The three episodes of ME/CFS that I have had were all caused by stress:
- In University days — Doing triple honors and a life threatening condition hit my father
- At Microsoft — Assigned to a bad boss that created endless non-productive stress (he was “asked” to leave shortly after I went off sick — co-workers also has issues)
- At Amazon — similar to the above, except no co-operation from fellow employees — everyone was trying to have other team members be who was cut on the next review cycle.
This week’s New Scientist article: We may finally know why psychological stress worsens gut inflammation (26 May 2023) which cited from The enteric nervous system relays psychological stress to intestinal inflammation (May 25, 2023) motivated me to cite my own experience.
Society and family often expects you to put up with stress. In some cases, it may be needing a job and stress is “just a normal aspect of that“. In other cases, there may be “drama queens”, “gas lighters” and other personality types that uses stress to manipulate people.
There have been many studies finding that ME/CFS is associated with prior stress. Some literature:
- Chronic fatigue syndrome: a stress disorder? [1996]
- Stress-associated immune modulation: relevance to viral infections and chronic fatigue syndrome. [1998]
- Cumulative life stress in chronic fatigue syndrome. [2011]
- Associations of occupational stress, workplace violence, and organizational support on chronic fatigue syndrome among nurses.[2020]
- Self-critical perfectionism, stress generation, and stress sensitivity in patients with chronic fatigue syndrome: relationship with severity of depression. [2011]
- Self-critical perfectionism predicts lower cortisol response to experimental stress in patients with chronic fatigue syndrome. [2016]
- Stress management skills, cortisol awakening response, and post-exertional malaise in Chronic Fatigue Syndrome. [2014]
- The comorbidity of self-reported chronic fatigue syndrome, post-traumatic stress disorder, and traumatic symptoms. [2012]
- Premorbid personality in chronic fatigue syndrome as determined by the Temperament and Character Inventory [2010]
One study is particularly interesting: Distinctive personality profiles of fibromyalgia and chronic fatigue syndrome patients. [2016] and likely applies to many people with microbiome dysfunctions. For many years, “Personality Type A are more prone to get ME/CFS” that is people with a pattern of behavior and personality associated with high achievement, competitiveness, and impatience. This study refines that paint brush more. Please read this study.

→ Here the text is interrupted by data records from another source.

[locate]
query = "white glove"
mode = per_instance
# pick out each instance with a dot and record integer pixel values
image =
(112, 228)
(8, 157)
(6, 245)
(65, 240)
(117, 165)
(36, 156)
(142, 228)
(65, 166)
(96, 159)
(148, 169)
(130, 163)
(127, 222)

“Well, I can’t do anything about it”
Most people can do many things. For myself, I have (finally) accepted this simple rule: “If the stress cannot be resolved in X weeks, promptly exit stage left/abandon ship”. In terms of work, if I quit a job, take a financial hit for a while, and get a less stressful job — that is a better alternative than risking a ME/CFS relapse and being unable to work at all. In terms of family, decline contact with stressful members of the family. The latter often require a smoke screen so you agree to come to family gathering and then car troubles, work emergency, prevents you attending.
In other cases, it may take help from others to identify and unlearn habits/conditionings from childhood or prior relationships.
Society and friends can be a major source of stress. This can come from many sources “high expectations of you” to “keeping up with the Jones” to “you are not doing your duty”.
IMHO, your first duty is for your own health. How can you support and care for others when your health is blocking things.
Stress is a co-factor
Other factors are involved, diet, past virus, DNA. Stress is a significant factor and for many people it is the hardest to change because people often resign to their current stress level. For myself, I often surprise my wife by being hyper-reactive to issues. I avoid procrastination and attempt to deal with issues promptly — it is an effective way of reducing stress. Procrastination on the grounds of having to think thing over (or hoping things will resolve themselves) adds to your stress queue in small amounts. If you can’t do anything about it, then accept that reality and don’t worry about it.
Bottom Line
Take a hard look at stress in your life and then resolve them. Your health is the cost of not resolving them.